Apolgies for top-posting. Here's a log extract showing a validated
answer for time.nist.gov WITHOUT returning a TRUNCATED answer to the client.
Simon.
dnsmasq: UDP 1 ::1/41670 query[A] time.nist.gov from ::1
dnsmasq: UDP 1 ::1/41670 forwarded time.nist.gov to 8.8.8.8
dnsmasq: UDP 1 ::1/41670 forwarded time.nist.gov to 8.8.4.4
dnsmasq: UDP 2 dnssec-query[DS] gov to 8.8.8.8
dnsmasq: UDP 3 dnssec-query[DNSKEY] . to 8.8.8.8
dnsmasq: UDP 3 reply . is DNSKEY keytag 20326, algo 8
dnsmasq: UDP 3 reply . is DNSKEY keytag 61050, algo 8
dnsmasq: UDP 2 reply gov is DS for keytag 2536, algo 13, digest 2
dnsmasq: UDP 4 dnssec-query[DS] nist.gov to 8.8.8.8
dnsmasq: UDP 5 dnssec-query[DNSKEY] gov to 8.8.8.8
dnsmasq: UDP 5 reply gov is DNSKEY keytag 35496, algo 13
dnsmasq: UDP 5 reply gov is DNSKEY keytag 2536, algo 13
dnsmasq: UDP 4 reply nist.gov is DS for keytag 33751, algo 8, digest 2
dnsmasq: UDP 6 dnssec-query[DNSKEY] nist.gov to 8.8.8.8
dnsmasq: UDP 6 reply nist.gov is DNSKEY keytag 18303, algo 8
dnsmasq: UDP 6 reply nist.gov is DNSKEY keytag 33751, algo 8
dnsmasq: UDP 7 dnssec-query[DS] glb.nist.gov to 8.8.8.8
dnsmasq: UDP 7 reply glb.nist.gov is DS for keytag 56235, algo 7, digest 1
dnsmasq: UDP 7 reply glb.nist.gov is DS for keytag 4395, algo 7, digest 1
dnsmasq: UDP 8 dnssec-query[DNSKEY] glb.nist.gov to 8.8.8.8
dnsmasq: UDP 8 reply glb.nist.gov is truncated
dnsmasq: TCP 8 dnssec-query[DNSKEY] glb.nist.gov to 8.8.8.8
dnsmasq: TCP 8 reply glb.nist.gov is DNSKEY keytag 57306, algo 7
dnsmasq: TCP 8 reply glb.nist.gov is DNSKEY keytag 56235, algo 7
dnsmasq: TCP 8 reply glb.nist.gov is DNSKEY keytag 49100, algo 7
dnsmasq: TCP 8 reply glb.nist.gov is DNSKEY keytag 17402, algo 7
dnsmasq: UDP 1 ::1/41670 validation result is SECURE
dnsmasq: UDP 1 ::1/41670 reply time.nist.gov is <CNAME> (DNSSEC signed)

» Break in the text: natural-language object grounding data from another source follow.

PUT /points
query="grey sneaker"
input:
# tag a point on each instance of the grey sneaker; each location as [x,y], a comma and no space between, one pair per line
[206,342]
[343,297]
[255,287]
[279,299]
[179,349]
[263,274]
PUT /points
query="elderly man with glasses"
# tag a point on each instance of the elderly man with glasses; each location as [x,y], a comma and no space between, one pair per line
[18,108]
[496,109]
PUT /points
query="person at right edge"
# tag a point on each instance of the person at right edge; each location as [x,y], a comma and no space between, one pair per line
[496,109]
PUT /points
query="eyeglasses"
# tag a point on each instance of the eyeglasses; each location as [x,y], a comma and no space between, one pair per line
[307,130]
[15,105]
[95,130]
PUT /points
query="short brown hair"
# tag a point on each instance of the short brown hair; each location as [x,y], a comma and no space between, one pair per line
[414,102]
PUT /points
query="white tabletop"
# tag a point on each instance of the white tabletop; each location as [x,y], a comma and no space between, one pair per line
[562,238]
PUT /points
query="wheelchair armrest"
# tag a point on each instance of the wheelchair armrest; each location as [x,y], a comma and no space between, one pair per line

dnsmasq: UDP 1 ::1/41670 reply ntp1.glb.nist.gov is 132.163.96.3 (DNSSEC
signed)
On 10/2/24 21:34, Simon Kelley wrote:
On 02/10/2024 17:00, Dominik Derigs via Dnsmasq-discuss wrote:
Hey all,
having this configurable makes sense particularly thinking about the
multitude of IoT devices often receiving not all that much attention
from their manufacturers. A particular example is the camera Tapo
C-310 which seems to be widely used and has often been reported in the
Pi-hole forums to cause a huge amount of queries due to exactly this
truncation method we are talking about here (when dnsmasq is used with
DNSSEC, the query A time.nist.gov results in truncation).
Said Tapo camera is not behaving nicely and does not retry over TCP.
Instead, it retries the same query roughly one second later, resulting
in a whooping 86,400 identical queries, all being truncated. A
workaround is querying this domain periodically manually over TCP but
it is a rather ugly workaround.
If there would be an option to allow truncated content to remain, I
would indeed find it very useful for situations like the one mentioned
above. I confirmed that the camera could successfully reads the
returned CNAME/A record. This is what I got when simply applying the
submitted patch (but keeping the logging):
Oct 2 17:46:53 dnsmasq[1861633]: 25 127.0.0.1/45027 query[A]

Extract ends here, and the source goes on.